Dormir bem é hábito essencial e 72% dos brasileiros têm problemas de sono
Especialista explica impactos da insônia, riscos da automedicação e como melhorar a qualidade do descanso
SAÚDE DO SONODormir deixou de ser apenas uma pausa na rotina para se consolidar como um dos pilares da saúde. Ainda assim, uma parcela expressiva da população enfrenta dificuldades para descansar. Dados da Fundação Oswaldo Cruz (Fiocruz) apontam que 72% dos brasileiros sofrem com doenças relacionadas ao sono — um índice que acende o alerta para os efeitos silenciosos das noites mal dormidas.
O endocrinologista Rodrigo Magalhães, da Hapvida, reforça que o sono de qualidade integra oficialmente a lista de hábitos saudáveis, ao lado da alimentação equilibrada e da prática regular de exercícios físicos. Segundo ele, é durante o sono que o organismo restabelece os equilíbrios psíquico, emocional e metabólico, renovando a disposição para as atividades do dia seguinte.
A necessidade de sono varia conforme a idade. Bebês e crianças precisam de mais horas, enquanto essa demanda diminui ao longo da vida. Para a maioria dos adultos, a recomendação gira entre sete e nove horas por noite, mantendo-se uma média de oito horas diárias.

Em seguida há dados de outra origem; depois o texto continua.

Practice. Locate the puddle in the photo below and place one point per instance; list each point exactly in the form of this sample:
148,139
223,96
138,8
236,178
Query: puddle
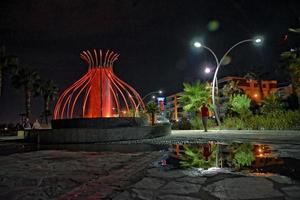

No entanto, o especialista faz o alerta de que quantidade não significa, necessariamente, qualidade.
Mais importante do que cumprir um número fixo de horas é acordar com sensação de descanso. Rodrigo Magalhães relata que é comum receber pacientes que dormem oito ou nove horas, mas ainda assim acordam cansados.
Nesses casos, é necessário investigar as causas. Ansiedade, problemas clínicos, questões emocionais e menopausa estão entre as possíveis explicações. Cada situação deve ser analisada individualmente.
Consequências do sono irregular
- Cansaço crônico
- Alterações de humor
- Dificuldade de concentração
A longo prazo, o sono desregulado pode contribuir para doenças cardíacas, depressão, obesidade e diabetes. Quando a privação se estende por períodos prolongados, os danos podem ser significativos.
Automedicação é risco - O uso de medicamentos para insônia sem orientação médica também preocupa. De acordo com o endocrinologista, a insônia é uma condição que precisa ter a causa identificada. A automedicação pode mascarar problemas mais graves e atrasar o diagnóstico adequado.
A recomendação é clara: persistindo a dificuldade para dormir, a orientação médica deve ser procurada.
O impacto no corpo e na mente - Dormir não significa apenas descansar. Durante o sono, o corpo passa por processos ativos de reparo celular, regulação hormonal e consolidação da memória. O sistema imunológico se fortalece e o cérebro organiza informações e aprendizados.
Como o organismo funciona de forma integrada, noites mal dormidas sucessivas podem gerar impactos na saúde mental, vascular, metabólica e emocional, além de comprometer o desempenho pessoal e profissional.
Hábitos que ajudam a dormir melhor
- Manter horários fixos para dormir e acordar
- Criar uma rotina antes de deitar
- Manter o quarto em ambiente calmo e confortável
- Evitar telas antes de dormir
- Não consumir alimentos pesados no jantar
- Evitar cafeína à noite
- Tomar sol e praticar exercícios físicos
- Ler em papel antes de dormir
Se, mesmo com esses cuidados, o problema persistir, o acompanhamento médico é o caminho mais seguro.